In a significant ruling protecting landowners from prolonged uncertainty, the Gujarat High Court has held that authorities cannot keep private land under reservation for decades without acquiring it. The Court ruled that once the statutory timeline under the Gujarat Town Planning and Urban Development Act expires, the planning authority cannot defeat a landowner's accrued rights by initiating revision proceedings at a later stage.
Background of the Case
The petition was filed by Ajaykumar Babulal Gehlot, owner of land bearing Survey Nos. 41 and 42/P4 at Village Nava Deesa in Banaskantha district. According to the petitioner, the land had remained reserved for a Development Plan (DP) Road since the original development plan of 1975. The reservation continued in the revised plans of 1994 and again in the revised Development Plan sanctioned in 2016.
The petitioner argued that despite the reservation continuing for nearly five decades, no acquisition proceedings were initiated. After serving a purchase notice under Section 20(2) of the Gujarat Town Planning and Urban Development Act on May 4, 2022, he claimed that the authorities still failed to acquire the land within the statutory six-month period.
The Deesa Nagarpalika opposed the plea, contending that the ten-year period should be calculated from the revised Development Plan that came into force in 2016. On that basis, it argued that the purchase notice itself was premature.
Court's Observations
Justice Niral R. Mehta undertook a detailed examination of Sections 20 and 21 of the Gujarat Town Planning and Urban Development Act, 1976.
The Court observed that Section 20(2) is intended to prevent authorities from keeping private land under reservation indefinitely without acquisition. It explained that once land is neither acquired nor acquisition proceedings are initiated within ten years, and the owner serves a statutory notice, the authority must either acquire the land or commence acquisition proceedings within six months. Otherwise, the reservation automatically lapses by operation of law.
The Court further clarified that the power to revise a Development Plan under Section 21 cannot be exercised at any indefinite point of time.

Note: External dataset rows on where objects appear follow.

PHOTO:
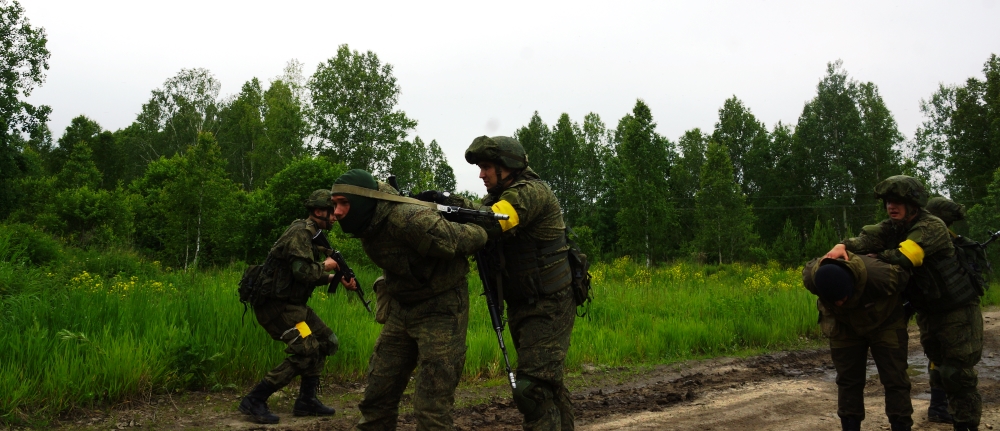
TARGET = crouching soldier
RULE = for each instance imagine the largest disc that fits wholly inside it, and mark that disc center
(298, 268)
(861, 309)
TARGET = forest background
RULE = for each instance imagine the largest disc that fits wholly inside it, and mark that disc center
(173, 206)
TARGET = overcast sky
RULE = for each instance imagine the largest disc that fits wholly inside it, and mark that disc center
(472, 68)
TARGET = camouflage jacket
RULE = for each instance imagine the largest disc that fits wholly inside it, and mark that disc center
(299, 265)
(421, 254)
(534, 239)
(923, 245)
(876, 301)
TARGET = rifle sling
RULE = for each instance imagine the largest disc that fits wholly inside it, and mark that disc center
(339, 189)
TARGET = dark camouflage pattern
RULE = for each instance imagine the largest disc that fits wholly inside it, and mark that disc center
(871, 319)
(299, 265)
(953, 341)
(950, 331)
(904, 188)
(299, 270)
(540, 325)
(424, 259)
(306, 355)
(428, 336)
(946, 209)
(929, 290)
(420, 253)
(502, 150)
(876, 301)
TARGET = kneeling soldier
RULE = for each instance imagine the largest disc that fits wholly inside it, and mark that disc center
(298, 268)
(861, 309)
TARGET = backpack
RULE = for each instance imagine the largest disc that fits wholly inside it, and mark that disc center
(580, 268)
(256, 285)
(972, 256)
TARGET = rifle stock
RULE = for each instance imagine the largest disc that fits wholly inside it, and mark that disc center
(344, 272)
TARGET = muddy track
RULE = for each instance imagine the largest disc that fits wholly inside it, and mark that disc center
(785, 391)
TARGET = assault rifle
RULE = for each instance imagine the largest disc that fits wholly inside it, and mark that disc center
(993, 237)
(487, 261)
(343, 272)
(451, 213)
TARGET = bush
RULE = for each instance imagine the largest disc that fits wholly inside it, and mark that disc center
(20, 243)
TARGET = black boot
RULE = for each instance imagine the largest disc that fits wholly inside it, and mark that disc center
(850, 423)
(307, 404)
(938, 410)
(255, 403)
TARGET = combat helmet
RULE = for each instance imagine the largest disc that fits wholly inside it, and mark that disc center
(319, 199)
(946, 209)
(902, 187)
(502, 150)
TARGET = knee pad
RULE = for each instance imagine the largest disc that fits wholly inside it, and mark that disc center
(532, 398)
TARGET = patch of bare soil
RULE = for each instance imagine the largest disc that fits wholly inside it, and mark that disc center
(785, 391)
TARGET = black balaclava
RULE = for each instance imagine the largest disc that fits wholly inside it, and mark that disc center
(834, 282)
(362, 208)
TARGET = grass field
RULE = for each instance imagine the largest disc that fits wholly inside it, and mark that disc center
(106, 327)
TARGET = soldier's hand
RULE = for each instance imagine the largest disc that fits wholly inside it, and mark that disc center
(353, 285)
(330, 265)
(838, 251)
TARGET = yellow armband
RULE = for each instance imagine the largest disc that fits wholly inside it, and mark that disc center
(303, 328)
(912, 251)
(504, 207)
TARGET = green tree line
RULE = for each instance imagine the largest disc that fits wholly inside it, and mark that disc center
(203, 179)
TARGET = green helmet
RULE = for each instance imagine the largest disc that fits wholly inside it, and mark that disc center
(946, 209)
(501, 150)
(904, 188)
(319, 199)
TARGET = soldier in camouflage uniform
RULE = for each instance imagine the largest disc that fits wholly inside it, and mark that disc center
(424, 259)
(949, 212)
(947, 302)
(298, 267)
(861, 308)
(536, 277)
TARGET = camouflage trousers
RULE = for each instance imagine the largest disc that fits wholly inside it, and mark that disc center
(306, 355)
(888, 346)
(541, 333)
(953, 341)
(428, 336)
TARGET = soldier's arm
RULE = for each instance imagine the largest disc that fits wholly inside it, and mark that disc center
(923, 240)
(434, 236)
(870, 240)
(304, 268)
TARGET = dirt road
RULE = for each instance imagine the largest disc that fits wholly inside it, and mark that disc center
(785, 391)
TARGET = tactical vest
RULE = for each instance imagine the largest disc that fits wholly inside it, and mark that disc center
(535, 268)
(941, 284)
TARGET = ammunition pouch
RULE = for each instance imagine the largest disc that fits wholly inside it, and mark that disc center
(941, 285)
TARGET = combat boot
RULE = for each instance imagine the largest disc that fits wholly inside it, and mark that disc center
(255, 403)
(850, 423)
(307, 404)
(938, 410)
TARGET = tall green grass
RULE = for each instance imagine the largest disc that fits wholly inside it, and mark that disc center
(98, 328)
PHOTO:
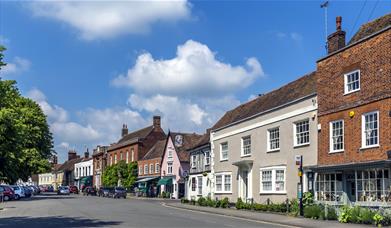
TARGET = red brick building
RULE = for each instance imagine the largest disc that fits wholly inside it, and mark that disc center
(133, 146)
(354, 113)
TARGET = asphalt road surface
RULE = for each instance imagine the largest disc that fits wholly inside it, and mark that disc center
(91, 211)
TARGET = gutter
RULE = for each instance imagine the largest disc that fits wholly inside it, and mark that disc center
(264, 112)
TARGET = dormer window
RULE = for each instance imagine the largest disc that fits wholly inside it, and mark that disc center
(352, 81)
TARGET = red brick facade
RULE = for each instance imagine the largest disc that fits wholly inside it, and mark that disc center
(372, 58)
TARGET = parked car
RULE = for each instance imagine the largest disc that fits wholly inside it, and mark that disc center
(63, 190)
(19, 191)
(119, 192)
(89, 191)
(8, 192)
(104, 191)
(73, 189)
(27, 191)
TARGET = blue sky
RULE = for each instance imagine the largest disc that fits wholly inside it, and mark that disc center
(94, 66)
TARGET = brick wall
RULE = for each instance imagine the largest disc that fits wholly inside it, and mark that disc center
(372, 58)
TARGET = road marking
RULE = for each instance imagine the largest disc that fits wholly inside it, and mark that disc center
(230, 216)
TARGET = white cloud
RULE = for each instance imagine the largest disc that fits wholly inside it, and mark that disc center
(194, 71)
(17, 66)
(107, 19)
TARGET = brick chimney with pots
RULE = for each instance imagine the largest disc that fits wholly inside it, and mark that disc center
(336, 40)
(86, 154)
(124, 130)
(156, 122)
(72, 155)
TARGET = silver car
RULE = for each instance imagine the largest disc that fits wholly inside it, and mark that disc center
(63, 190)
(19, 191)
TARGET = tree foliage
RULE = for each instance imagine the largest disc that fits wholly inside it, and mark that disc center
(121, 172)
(25, 140)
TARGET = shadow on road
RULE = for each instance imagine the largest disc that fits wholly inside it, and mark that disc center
(57, 222)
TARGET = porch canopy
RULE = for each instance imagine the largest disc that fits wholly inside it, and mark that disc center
(146, 179)
(165, 181)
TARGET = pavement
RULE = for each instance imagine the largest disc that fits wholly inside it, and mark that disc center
(50, 210)
(272, 218)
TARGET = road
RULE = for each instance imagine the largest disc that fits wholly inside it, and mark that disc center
(90, 211)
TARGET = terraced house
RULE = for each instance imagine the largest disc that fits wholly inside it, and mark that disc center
(200, 179)
(354, 92)
(254, 145)
(133, 146)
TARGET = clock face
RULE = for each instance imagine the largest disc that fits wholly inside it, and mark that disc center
(178, 140)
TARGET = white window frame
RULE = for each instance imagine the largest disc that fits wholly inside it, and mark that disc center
(157, 168)
(295, 144)
(169, 165)
(346, 82)
(331, 142)
(242, 146)
(363, 137)
(223, 174)
(269, 142)
(207, 158)
(221, 151)
(193, 161)
(273, 169)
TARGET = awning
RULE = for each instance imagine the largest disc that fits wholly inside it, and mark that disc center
(165, 181)
(146, 179)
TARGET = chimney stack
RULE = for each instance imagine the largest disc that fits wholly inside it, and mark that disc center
(86, 154)
(124, 130)
(336, 40)
(72, 155)
(156, 122)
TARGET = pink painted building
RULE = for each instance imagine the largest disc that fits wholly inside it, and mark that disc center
(176, 163)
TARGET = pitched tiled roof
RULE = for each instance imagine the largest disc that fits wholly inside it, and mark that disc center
(132, 137)
(156, 151)
(371, 28)
(203, 140)
(189, 140)
(69, 165)
(297, 89)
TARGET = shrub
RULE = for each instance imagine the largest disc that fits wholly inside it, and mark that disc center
(345, 214)
(294, 207)
(239, 204)
(313, 211)
(308, 199)
(366, 216)
(378, 219)
(202, 202)
(224, 203)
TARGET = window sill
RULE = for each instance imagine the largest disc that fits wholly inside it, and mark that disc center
(301, 145)
(273, 193)
(350, 92)
(247, 155)
(272, 151)
(223, 192)
(369, 147)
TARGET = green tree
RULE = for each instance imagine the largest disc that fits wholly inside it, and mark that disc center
(25, 140)
(126, 173)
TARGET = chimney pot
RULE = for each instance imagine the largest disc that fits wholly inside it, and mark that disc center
(156, 122)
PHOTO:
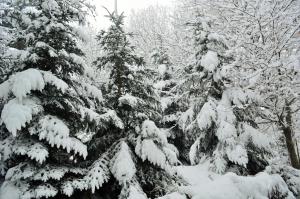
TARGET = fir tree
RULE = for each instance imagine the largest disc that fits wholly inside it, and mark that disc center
(221, 117)
(140, 147)
(51, 110)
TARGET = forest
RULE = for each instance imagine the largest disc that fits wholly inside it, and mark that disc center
(197, 101)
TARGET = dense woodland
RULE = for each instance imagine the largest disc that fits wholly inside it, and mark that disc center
(201, 101)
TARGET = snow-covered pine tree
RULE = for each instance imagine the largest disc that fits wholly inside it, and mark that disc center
(137, 161)
(171, 106)
(50, 108)
(221, 117)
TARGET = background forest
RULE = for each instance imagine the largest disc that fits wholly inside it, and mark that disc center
(197, 101)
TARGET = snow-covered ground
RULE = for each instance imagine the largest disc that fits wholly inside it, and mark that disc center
(205, 184)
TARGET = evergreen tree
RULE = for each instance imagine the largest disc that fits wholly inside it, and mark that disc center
(171, 106)
(140, 158)
(221, 117)
(50, 109)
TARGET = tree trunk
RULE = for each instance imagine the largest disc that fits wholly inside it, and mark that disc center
(291, 147)
(288, 133)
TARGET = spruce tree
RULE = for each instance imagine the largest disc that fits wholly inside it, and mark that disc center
(139, 158)
(221, 117)
(50, 109)
(171, 106)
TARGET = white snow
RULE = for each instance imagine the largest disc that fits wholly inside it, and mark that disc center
(53, 80)
(129, 100)
(149, 129)
(4, 90)
(210, 61)
(9, 191)
(22, 83)
(56, 133)
(16, 114)
(26, 81)
(148, 150)
(209, 185)
(123, 167)
(135, 194)
(174, 195)
(93, 91)
(207, 115)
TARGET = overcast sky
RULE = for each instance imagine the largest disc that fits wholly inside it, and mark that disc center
(125, 6)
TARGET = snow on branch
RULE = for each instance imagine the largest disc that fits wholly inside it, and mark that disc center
(16, 114)
(56, 132)
(22, 83)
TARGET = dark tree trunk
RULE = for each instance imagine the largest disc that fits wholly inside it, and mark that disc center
(291, 147)
(288, 133)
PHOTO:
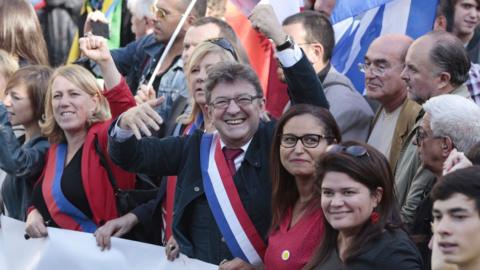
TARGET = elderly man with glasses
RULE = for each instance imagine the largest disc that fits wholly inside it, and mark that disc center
(396, 116)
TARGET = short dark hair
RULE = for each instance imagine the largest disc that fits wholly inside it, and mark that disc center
(463, 181)
(227, 32)
(199, 10)
(449, 55)
(230, 72)
(319, 29)
(35, 79)
(284, 189)
(372, 170)
(447, 8)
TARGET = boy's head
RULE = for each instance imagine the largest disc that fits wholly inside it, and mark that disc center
(456, 214)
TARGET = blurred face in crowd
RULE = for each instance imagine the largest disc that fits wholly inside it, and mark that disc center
(198, 75)
(466, 17)
(383, 65)
(347, 203)
(236, 123)
(197, 34)
(141, 26)
(419, 73)
(167, 15)
(326, 6)
(72, 107)
(19, 106)
(433, 150)
(456, 223)
(300, 159)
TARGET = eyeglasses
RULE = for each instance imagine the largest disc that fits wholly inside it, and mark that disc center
(224, 44)
(160, 13)
(354, 150)
(241, 100)
(308, 140)
(376, 70)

Rejecting the interpretation advanced by the planning authority, the bench observed:
"The power of revision, though statutory, is required to be exercised strictly in the manner and within the time frame prescribed by the Legislature."
The Court also emphasized that allowing authorities to initiate revision proceedings after a landowner's statutory rights have already accrued would make the safeguard under Section 20(2) meaningless.
As the bench explained:
"The object is to ensure that private property is not kept under reservation indefinitely without acquisition."
Court's Decision
Applying these principles to the present case, the High Court noted that the petitioner's land had remained under reservation for almost fifty years. It found that the authorities had neither acquired the land within the statutory period nor initiated valid revision proceedings within the period contemplated under Section 21.
The Court also recorded that although the petitioner served the statutory notice on May 4, 2022, no acquisition proceedings were commenced within six months.
Holding that the statutory consequences under Section 20(2) had therefore come into effect, the Court declared that the reservation over Survey Nos. 41 and 42/P4 had lapsed.
Accordingly, the Special Civil Application was allowed, the Rule was made absolute, and no order as to costs was passed. After pronouncing the judgment, the Court also rejected the respondent's request to stay implementation of the decision.
Case Details
Case Title: Ajaykumar Babulal Gehlot v. State of Gujarat & Ors.